They’re Coming To Take Me Away, Ha-Haaa!

Made it to No. 3 on the Billboard Hot 100 popular music singles chart on August 13, 1966. But according to Wikipedia:

"They're Coming to Take Me Away, Ha-Haaa!" has the distinction of being the song to drop the farthest within the Top 40 in a single week. It charted for six weeks during 1966. In week four, it peaked at #3, scored #5 in week five, and fell to #37 in week six. This was because radio programmers removed the song from their playlists, fearing anger from people who might think it was ridiculing the mentally ill.

The flip side of the single had the same song played backwards.



     Posted By: Alex - Tue Sep 04, 2018
     Category: Music | 1960s





Comments
Not to mention being a perennial favorite on the Dr.

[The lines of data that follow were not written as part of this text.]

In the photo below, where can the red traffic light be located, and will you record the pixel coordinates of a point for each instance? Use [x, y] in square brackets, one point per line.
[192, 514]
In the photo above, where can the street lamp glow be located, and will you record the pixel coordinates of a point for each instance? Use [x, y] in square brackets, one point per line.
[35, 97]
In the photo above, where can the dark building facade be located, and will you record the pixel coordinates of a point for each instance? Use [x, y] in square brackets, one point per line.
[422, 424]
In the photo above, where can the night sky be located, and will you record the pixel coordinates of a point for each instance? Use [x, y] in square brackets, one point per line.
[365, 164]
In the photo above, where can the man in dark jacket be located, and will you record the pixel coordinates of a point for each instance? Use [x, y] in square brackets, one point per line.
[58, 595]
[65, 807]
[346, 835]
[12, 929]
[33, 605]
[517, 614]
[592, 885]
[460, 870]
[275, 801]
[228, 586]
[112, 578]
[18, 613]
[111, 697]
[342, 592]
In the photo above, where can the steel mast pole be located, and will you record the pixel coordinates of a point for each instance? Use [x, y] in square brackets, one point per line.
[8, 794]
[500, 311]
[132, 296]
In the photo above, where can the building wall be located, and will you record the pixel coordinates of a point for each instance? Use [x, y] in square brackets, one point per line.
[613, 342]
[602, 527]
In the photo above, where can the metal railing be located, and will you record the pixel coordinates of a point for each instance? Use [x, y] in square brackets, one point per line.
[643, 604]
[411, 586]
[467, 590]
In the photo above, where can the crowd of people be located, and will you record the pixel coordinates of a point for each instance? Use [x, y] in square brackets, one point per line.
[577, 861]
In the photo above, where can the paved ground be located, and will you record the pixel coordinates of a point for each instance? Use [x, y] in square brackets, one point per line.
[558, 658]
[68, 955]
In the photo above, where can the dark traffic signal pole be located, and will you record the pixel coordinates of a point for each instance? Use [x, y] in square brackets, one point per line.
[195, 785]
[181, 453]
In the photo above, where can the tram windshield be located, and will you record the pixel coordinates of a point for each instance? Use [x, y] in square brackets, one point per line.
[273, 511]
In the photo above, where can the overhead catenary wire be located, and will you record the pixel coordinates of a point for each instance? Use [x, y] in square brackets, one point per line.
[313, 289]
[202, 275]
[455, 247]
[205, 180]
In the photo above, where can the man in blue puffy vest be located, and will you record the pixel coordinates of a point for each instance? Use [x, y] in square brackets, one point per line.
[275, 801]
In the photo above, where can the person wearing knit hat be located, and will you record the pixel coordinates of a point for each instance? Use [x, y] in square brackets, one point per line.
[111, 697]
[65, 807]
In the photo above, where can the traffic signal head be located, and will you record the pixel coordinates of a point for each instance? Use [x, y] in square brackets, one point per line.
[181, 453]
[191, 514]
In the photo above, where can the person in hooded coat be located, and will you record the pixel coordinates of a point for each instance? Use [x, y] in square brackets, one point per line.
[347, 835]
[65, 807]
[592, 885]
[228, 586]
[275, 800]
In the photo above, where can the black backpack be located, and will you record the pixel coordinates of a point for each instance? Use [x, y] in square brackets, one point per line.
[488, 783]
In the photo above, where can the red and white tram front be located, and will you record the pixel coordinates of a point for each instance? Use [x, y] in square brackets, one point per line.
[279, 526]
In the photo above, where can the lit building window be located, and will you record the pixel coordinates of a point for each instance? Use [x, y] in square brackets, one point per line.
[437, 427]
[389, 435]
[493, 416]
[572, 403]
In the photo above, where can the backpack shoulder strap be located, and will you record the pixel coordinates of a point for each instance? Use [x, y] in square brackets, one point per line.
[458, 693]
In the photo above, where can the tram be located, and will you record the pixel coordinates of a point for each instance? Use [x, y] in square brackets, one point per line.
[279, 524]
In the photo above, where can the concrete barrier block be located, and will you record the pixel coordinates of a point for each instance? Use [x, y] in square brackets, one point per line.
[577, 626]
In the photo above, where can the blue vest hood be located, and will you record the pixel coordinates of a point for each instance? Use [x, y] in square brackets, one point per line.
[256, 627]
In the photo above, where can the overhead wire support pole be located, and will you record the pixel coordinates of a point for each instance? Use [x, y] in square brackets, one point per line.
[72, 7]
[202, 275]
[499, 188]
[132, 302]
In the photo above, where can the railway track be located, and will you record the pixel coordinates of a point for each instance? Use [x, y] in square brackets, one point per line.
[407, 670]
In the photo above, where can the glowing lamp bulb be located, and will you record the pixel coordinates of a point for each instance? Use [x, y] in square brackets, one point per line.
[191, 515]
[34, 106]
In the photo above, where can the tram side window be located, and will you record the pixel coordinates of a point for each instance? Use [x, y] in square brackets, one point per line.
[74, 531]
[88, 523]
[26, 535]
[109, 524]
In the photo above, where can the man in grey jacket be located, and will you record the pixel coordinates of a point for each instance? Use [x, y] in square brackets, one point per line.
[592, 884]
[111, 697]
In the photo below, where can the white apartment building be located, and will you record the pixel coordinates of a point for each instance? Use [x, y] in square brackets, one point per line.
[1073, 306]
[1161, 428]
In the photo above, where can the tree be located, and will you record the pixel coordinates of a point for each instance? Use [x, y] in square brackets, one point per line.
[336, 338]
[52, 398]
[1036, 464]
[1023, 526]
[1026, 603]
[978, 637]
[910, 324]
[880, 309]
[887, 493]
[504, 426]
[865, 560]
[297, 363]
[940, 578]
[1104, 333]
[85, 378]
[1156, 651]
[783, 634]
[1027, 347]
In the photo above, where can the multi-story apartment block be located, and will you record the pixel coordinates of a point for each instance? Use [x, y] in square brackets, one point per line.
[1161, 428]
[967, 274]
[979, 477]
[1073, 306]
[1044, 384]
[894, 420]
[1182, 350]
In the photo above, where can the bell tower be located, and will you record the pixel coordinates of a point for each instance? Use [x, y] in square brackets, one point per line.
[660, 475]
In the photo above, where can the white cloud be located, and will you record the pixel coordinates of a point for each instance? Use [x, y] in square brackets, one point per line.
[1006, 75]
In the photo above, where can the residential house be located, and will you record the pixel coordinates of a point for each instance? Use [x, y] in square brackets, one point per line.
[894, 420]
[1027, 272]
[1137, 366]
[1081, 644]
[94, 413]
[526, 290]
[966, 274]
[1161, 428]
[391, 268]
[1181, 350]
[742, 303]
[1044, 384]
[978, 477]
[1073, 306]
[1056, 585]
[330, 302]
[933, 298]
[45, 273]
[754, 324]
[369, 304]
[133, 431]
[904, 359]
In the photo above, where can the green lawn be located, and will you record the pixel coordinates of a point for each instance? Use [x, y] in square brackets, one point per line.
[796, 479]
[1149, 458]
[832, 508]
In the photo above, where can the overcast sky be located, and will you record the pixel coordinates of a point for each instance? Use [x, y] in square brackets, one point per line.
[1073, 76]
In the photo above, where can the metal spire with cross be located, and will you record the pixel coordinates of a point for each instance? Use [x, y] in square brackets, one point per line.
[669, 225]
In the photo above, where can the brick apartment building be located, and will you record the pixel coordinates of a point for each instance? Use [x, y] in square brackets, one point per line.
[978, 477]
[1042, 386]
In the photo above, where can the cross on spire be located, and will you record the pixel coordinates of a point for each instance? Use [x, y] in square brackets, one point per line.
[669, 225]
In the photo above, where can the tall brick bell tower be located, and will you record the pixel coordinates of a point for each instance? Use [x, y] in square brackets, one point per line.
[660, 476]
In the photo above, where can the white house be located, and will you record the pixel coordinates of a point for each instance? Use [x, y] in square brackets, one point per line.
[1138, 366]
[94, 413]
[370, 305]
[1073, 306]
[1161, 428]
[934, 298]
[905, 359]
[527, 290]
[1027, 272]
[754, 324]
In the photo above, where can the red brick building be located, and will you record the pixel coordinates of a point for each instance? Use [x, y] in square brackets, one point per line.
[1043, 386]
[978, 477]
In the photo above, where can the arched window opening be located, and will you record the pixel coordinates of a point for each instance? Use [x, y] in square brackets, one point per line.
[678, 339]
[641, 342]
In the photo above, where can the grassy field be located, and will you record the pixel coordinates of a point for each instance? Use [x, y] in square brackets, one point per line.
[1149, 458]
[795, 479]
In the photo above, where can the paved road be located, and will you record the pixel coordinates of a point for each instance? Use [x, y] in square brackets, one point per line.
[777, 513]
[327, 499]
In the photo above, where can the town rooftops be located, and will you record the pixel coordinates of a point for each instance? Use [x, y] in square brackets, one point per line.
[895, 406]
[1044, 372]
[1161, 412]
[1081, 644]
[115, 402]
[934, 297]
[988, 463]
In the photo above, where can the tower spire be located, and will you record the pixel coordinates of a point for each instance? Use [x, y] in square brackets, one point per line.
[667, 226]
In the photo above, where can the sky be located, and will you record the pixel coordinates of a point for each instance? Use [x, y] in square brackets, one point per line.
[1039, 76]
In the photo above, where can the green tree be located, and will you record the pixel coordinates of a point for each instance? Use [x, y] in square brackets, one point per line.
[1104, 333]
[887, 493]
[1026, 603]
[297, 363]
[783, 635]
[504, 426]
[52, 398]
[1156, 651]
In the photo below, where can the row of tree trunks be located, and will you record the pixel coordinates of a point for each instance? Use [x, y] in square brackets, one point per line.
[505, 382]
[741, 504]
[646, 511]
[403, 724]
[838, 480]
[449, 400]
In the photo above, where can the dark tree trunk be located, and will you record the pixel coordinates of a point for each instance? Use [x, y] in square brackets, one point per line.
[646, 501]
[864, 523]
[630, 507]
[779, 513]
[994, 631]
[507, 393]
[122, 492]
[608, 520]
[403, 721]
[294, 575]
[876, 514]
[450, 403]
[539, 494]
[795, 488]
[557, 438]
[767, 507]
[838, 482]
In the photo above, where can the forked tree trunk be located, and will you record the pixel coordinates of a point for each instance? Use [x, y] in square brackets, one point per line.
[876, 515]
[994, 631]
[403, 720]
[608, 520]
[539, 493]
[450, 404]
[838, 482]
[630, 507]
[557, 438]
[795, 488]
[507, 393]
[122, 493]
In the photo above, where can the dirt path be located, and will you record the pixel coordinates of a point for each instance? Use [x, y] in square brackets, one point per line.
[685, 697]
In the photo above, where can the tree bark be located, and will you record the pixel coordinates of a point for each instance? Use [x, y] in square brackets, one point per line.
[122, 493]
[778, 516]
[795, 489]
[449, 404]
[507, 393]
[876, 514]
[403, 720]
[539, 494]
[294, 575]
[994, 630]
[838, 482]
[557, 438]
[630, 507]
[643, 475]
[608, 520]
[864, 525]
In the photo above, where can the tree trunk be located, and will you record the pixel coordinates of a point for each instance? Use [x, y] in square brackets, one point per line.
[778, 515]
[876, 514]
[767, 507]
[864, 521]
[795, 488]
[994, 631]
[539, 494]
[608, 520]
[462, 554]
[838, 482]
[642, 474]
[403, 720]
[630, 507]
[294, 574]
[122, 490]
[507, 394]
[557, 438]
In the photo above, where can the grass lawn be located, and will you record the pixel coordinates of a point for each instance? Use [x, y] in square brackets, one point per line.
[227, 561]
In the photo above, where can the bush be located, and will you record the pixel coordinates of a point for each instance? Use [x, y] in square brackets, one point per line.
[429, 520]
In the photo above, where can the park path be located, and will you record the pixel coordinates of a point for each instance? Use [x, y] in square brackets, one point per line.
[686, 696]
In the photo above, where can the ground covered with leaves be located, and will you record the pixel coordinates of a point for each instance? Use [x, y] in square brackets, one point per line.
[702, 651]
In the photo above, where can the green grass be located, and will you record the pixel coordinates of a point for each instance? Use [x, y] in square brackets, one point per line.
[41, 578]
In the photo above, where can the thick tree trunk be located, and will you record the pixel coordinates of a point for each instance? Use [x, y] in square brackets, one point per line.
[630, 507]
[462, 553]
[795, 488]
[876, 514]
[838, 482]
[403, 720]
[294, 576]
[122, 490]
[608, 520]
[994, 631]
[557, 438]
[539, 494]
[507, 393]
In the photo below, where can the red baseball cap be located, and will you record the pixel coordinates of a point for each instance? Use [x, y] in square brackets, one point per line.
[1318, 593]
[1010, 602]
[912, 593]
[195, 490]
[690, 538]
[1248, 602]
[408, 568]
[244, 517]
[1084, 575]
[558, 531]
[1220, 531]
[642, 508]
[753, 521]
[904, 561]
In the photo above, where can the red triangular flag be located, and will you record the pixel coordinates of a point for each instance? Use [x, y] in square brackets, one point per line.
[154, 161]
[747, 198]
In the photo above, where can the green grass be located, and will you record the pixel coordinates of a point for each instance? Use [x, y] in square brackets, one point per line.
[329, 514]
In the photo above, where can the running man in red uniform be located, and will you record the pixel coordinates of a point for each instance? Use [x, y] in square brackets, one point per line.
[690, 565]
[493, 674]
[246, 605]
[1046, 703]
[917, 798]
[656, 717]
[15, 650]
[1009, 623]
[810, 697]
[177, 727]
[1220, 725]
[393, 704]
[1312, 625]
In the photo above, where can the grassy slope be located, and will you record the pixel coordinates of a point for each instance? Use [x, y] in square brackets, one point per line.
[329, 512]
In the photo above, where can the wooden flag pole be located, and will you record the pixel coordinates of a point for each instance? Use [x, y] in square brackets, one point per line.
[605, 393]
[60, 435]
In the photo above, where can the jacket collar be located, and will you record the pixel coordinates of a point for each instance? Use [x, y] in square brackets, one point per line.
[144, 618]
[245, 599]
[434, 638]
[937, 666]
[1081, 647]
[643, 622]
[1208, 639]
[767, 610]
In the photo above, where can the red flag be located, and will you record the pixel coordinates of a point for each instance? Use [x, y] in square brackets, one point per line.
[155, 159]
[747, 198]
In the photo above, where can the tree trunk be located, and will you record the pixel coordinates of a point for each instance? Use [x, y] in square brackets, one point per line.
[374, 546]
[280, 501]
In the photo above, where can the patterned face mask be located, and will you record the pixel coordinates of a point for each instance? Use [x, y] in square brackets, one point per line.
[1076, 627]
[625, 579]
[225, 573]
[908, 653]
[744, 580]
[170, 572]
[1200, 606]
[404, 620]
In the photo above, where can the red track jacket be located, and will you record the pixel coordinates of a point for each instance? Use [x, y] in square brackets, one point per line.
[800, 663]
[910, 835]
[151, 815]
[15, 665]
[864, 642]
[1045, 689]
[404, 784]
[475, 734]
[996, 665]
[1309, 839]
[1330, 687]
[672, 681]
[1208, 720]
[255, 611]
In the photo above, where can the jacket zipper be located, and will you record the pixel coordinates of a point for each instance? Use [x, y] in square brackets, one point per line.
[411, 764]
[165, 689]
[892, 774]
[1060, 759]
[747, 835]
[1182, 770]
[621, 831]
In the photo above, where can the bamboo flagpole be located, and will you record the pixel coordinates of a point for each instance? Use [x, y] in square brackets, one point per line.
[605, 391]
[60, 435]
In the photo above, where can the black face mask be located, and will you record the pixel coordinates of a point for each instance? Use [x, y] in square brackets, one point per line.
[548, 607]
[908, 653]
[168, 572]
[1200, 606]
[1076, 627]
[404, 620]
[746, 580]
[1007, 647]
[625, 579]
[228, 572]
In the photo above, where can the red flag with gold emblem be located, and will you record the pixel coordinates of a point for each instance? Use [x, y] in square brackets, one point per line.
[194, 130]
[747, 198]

Demento show.
Posted by mjbird on 09/04/18 at 06:45 AM
There is also another interesting fact that I'd read once about the song. Because songs 'sung' to music were vulnerable to having covers made of them by copyright law, the 'singer' refused to actually sing it, instead just talking through it, so that it couldn't merely be copied by someone else.
Posted by Alassirana on 09/04/18 at 07:14 AM
I'm not sure where I read it, only that I did. And, unfortunately, the only logical source I could try to look at (the back of my demento album containing the song) is rather beyond easy reach (it's in a metal shelving unit stuck between the wall, couch, and cat-litter box). I just am fairly certain that I'd ready something along those lines at one time. My memory does weird things, but that does not necessarily mean I didn't read it, only that I no longer have the source for the statement.
Posted by Alassirana on 09/04/18 at 08:10 AM
Don't forget that "unforgetable" song that was from about the same time: "Transfusion" by Nervous Norvus.
Posted by JohnD on 09/04/18 at 08:26 AM
Swedish version:
https://m.youtube.com/watch?v=rhliuRHHBA8
Posted by Trikarn on 09/04/18 at 09:59 AM
In any case, he clearly is singing. It's called parlando: using the rhythmic and sentence structure of speaking, but on a melody. For example, the last word before the chorus - "mind", the first time 'round - is a whole note higher than the previous words, and "and" itself is a note lower. It's much more common in opera and other kinds of musical theatre - all those dialogues to get through, you see, you can't have them all repeated half a dozen times.